Ehh, when I were a lad...
Yep, there were always 'better' architectures / systems / whatever around than the IBM PC. What they *didn't* have was the sheer scale and presence of IBM. A bit like the VHS/Betamax thing (wikipedia if you're not old enough to remember!), the 'best' doesn't always win. Here's my take:
As a home PC, IBM's offering was 1) bleeding expensive 2) very conservative. But then, you're talking about a very new market; home users were still largely geeky hobbyists and not major spenders. Where this beast was selling was in to business, where it was mainly about running things like Visicalc, Wordstar, Dbase II et al. The first 'killer app' that we saw was Lotus 1--2-3; that was when the conversation shifted from 'what can I do with this PC thing' to 'I want to run Lotus, I'll buy a PC, what else can it do?'
That only gets you so far. Where IBM's scale really told was in the corporate market. PCs started getting bought in for the bean counters to play spreadsheets on, secretaries (remember them :) ) to run Wordstar / WordPerfect / IBM Displaywrite (and that was important to IBM shops, believe me). Then folks started thinking 'why do we have this PC *and* a 3278 terminal on the desk?'. Lo, the birth of the comms card and the terminal emulator. IBM's 3278 emulator wasn't that functional, but because of the open architecture 3rd parties fixed that. The (3rd party) IRMA 3278 emulator sold like hot cakes in to our corporate accounts, you could do things like data transfers instead of just screen scraping and even local printing (!).
So now what you're looking at is a large market that lots of players want to get in to. And that software houses want to develop for. And that hardware OEMs want to supply to (multi-function cards, disks, graphics cards, networks and so forth). And that IBM have decreasing control over as their competitors in the PC-compatible market establish good brand reputation (notably Compaq, for instance). Ladies and gentlemen, we have a commodity. And since commodities generally only get cheaper in real or relative terms, the market expands to the folks who think 'hey, I could have one of these at home'.

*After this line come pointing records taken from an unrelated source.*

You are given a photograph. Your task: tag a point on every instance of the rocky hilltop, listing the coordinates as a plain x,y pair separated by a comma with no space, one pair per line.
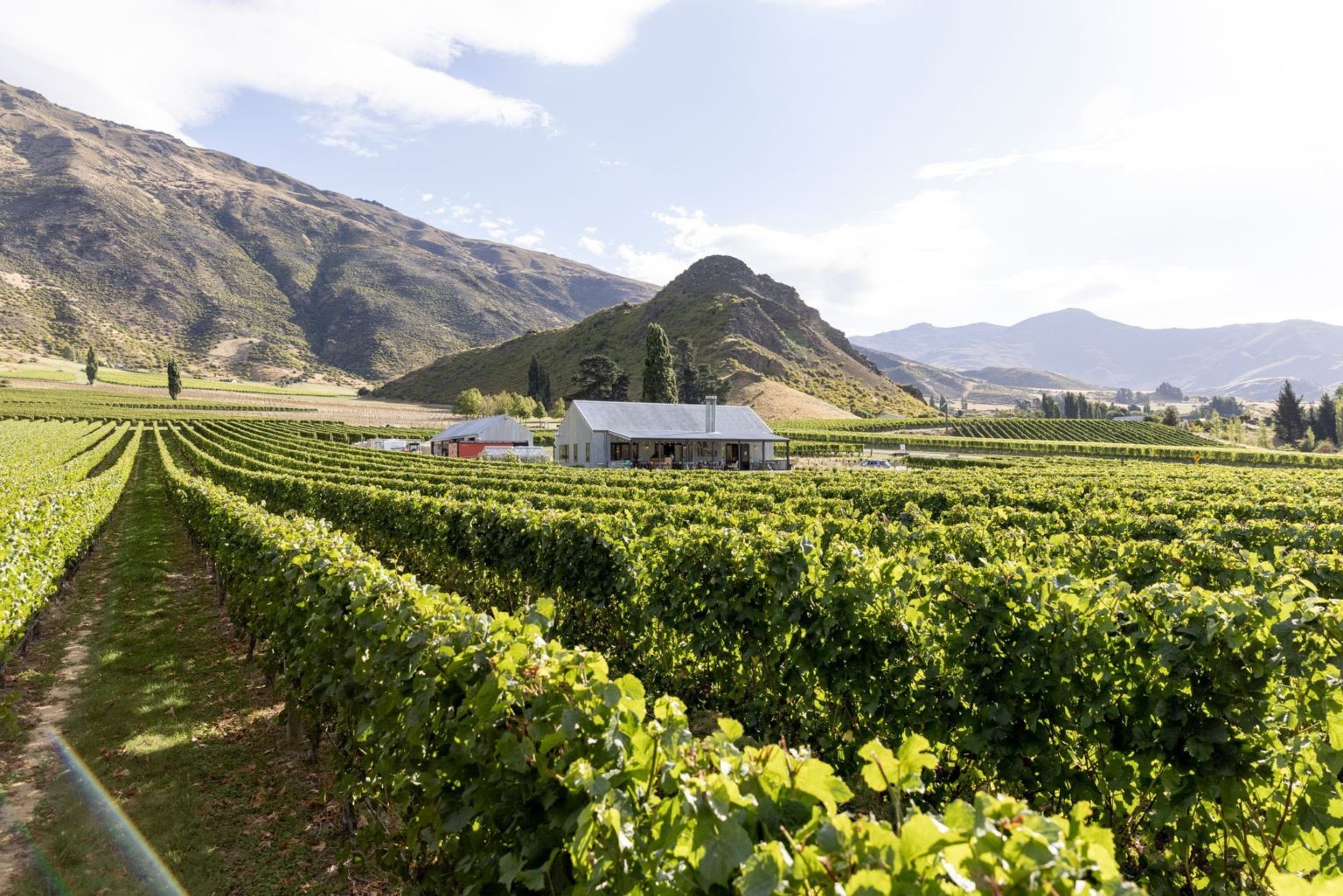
147,247
776,351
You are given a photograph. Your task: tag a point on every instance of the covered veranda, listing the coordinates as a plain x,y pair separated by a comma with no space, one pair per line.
696,450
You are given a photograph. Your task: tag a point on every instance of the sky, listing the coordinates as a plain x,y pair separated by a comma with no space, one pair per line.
1163,164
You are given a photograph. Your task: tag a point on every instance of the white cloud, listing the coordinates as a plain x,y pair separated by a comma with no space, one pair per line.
591,243
857,273
924,260
352,147
825,4
173,63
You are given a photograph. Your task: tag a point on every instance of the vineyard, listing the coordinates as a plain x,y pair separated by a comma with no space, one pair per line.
1037,437
584,681
58,483
1044,430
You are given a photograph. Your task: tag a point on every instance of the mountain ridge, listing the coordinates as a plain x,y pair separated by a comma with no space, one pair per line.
1248,360
147,247
749,328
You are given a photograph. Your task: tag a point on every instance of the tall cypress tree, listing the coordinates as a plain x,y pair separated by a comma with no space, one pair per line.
658,367
1288,420
1327,420
173,380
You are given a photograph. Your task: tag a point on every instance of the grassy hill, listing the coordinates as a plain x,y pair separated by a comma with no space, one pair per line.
147,247
751,328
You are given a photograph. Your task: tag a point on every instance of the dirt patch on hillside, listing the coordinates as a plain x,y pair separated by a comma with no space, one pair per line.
14,280
774,400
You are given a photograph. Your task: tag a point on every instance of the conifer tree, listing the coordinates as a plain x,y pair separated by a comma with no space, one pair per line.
1327,420
173,380
658,367
1288,420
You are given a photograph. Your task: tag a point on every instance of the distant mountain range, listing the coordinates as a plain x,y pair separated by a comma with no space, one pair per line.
986,385
145,247
776,351
1248,360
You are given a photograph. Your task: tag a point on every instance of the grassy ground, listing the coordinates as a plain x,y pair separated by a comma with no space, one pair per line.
59,371
183,733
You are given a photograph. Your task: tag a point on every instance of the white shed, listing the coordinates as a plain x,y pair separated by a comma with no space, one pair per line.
470,438
666,435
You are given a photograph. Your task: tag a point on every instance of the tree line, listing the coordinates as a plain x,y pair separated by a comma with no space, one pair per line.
92,368
1308,427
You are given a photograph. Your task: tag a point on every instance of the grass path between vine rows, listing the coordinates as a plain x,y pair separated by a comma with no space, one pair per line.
140,673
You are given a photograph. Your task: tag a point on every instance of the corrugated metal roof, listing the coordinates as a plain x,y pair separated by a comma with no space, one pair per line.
697,435
476,427
672,420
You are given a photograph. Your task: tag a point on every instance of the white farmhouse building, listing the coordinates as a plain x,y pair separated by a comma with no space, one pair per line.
471,438
666,435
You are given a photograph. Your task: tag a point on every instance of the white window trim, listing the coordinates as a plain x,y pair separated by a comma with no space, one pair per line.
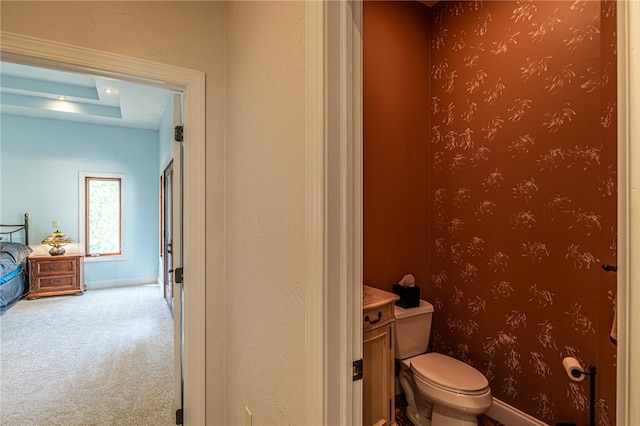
82,215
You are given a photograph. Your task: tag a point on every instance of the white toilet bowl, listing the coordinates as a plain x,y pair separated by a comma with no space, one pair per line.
451,383
457,391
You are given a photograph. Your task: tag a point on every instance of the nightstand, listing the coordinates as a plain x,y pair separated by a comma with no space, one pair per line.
56,275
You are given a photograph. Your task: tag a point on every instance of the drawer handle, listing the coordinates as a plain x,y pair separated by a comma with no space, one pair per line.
373,321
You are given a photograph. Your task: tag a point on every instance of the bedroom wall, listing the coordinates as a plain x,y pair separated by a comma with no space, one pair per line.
198,40
41,161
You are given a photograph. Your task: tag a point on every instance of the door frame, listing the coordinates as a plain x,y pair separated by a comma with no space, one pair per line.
333,212
167,256
628,275
64,57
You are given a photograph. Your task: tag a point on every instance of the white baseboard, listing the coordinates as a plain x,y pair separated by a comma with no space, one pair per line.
120,283
510,416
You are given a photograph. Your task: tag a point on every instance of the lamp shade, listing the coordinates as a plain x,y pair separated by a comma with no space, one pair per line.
56,240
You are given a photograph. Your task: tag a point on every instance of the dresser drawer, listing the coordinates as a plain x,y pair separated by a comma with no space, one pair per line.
374,317
56,275
57,267
56,283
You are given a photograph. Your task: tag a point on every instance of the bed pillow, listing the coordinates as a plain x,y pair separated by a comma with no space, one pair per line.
11,255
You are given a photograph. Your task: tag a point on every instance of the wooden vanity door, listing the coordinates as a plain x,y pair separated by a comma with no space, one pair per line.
378,385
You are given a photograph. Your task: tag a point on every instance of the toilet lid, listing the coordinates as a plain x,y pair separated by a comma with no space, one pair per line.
448,373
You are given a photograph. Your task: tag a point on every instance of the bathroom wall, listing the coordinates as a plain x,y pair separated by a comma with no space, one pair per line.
396,143
522,188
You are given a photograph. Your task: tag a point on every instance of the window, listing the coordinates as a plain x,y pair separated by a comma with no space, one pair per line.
103,216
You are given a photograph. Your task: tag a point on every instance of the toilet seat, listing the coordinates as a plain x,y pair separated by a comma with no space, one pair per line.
449,374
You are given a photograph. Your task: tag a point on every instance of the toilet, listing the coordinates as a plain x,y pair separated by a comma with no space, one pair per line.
440,390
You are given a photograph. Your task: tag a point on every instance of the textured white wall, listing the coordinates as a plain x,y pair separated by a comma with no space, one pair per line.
265,162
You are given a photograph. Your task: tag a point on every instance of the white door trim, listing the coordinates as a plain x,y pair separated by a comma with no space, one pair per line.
334,212
628,292
45,53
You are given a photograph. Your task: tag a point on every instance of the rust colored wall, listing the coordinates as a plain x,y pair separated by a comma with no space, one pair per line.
522,193
523,197
396,133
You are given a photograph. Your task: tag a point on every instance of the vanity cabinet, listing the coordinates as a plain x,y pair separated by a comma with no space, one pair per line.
378,355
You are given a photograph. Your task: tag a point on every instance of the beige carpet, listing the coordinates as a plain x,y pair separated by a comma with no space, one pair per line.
104,358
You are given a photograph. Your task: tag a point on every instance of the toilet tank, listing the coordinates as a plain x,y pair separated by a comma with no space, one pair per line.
413,328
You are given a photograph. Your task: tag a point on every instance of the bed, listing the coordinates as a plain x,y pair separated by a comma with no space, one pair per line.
14,251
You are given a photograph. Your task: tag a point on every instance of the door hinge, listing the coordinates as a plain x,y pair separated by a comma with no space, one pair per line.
179,136
178,275
357,370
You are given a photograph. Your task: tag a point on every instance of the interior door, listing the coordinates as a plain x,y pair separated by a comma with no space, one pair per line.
167,233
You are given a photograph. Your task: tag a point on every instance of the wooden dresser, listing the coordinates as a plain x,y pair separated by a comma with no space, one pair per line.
56,275
378,357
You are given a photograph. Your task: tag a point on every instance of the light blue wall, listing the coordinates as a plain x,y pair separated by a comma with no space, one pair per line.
40,162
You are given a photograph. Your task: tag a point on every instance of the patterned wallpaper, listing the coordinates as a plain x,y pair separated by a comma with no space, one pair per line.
523,197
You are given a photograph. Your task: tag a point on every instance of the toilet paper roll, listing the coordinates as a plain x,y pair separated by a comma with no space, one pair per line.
573,368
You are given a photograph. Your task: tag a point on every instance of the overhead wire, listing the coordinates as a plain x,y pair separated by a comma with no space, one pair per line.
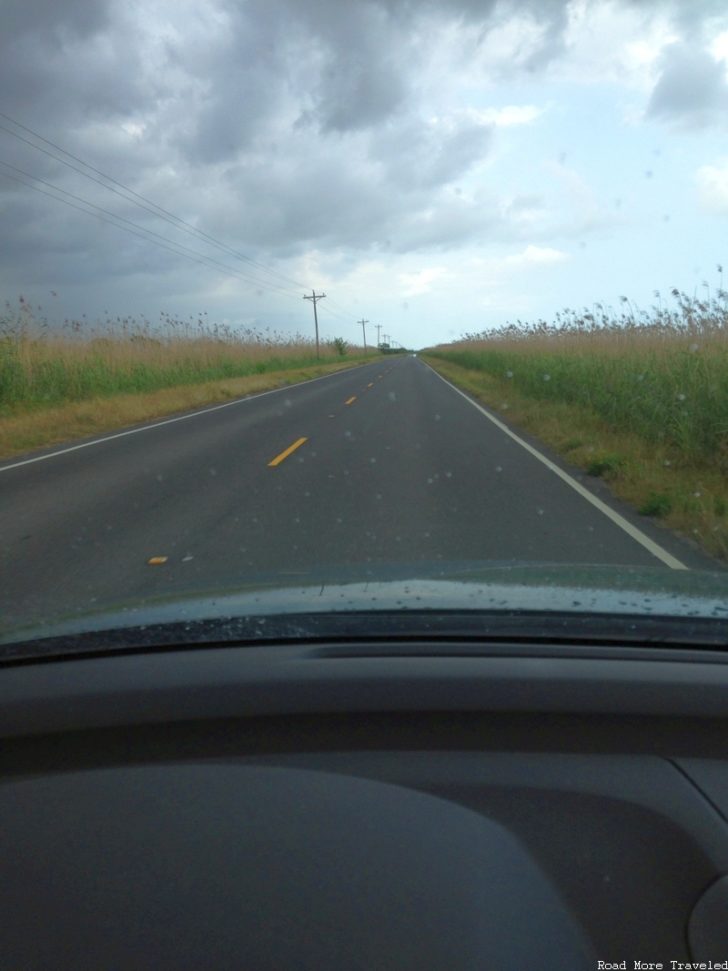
136,197
135,229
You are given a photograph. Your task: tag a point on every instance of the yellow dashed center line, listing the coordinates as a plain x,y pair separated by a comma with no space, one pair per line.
284,455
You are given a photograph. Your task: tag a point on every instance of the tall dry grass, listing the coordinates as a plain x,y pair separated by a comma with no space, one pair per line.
44,367
661,373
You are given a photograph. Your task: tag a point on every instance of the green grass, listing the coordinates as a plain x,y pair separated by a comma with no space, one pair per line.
639,398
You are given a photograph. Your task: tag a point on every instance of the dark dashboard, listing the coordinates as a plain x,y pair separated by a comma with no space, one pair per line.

At first, the excuse is that we can do some work at home. After all, one of the most common reasons given to my salesfolk in the early days of home computers was 'I can do my home accounts on it, see'. And the games were a sort of bonus. Hmm, yeah... Amazing how many copies of Flight Simulator we sold for 'work at home' PCs. Things like MS-Windows (for better or worse, add your attitude here) make it all look easier and prettier. The graphics get better, the machines get faster, the games get better and the prices fall. The smaller competitors drop out or start building PCs, leaving eventually an x86/MS dominated market.
So, after all that, what are we celebrating? Not the sheer brilliance of a manufacturer blessed with miraculous oracular powers, but rather the appearance of a machine which as much by accident as design laid the foundation for what we have today. Could it have been better? Quite probably. But 30 years later, we still call 'em PCs, even though IBM don't make 'em any more.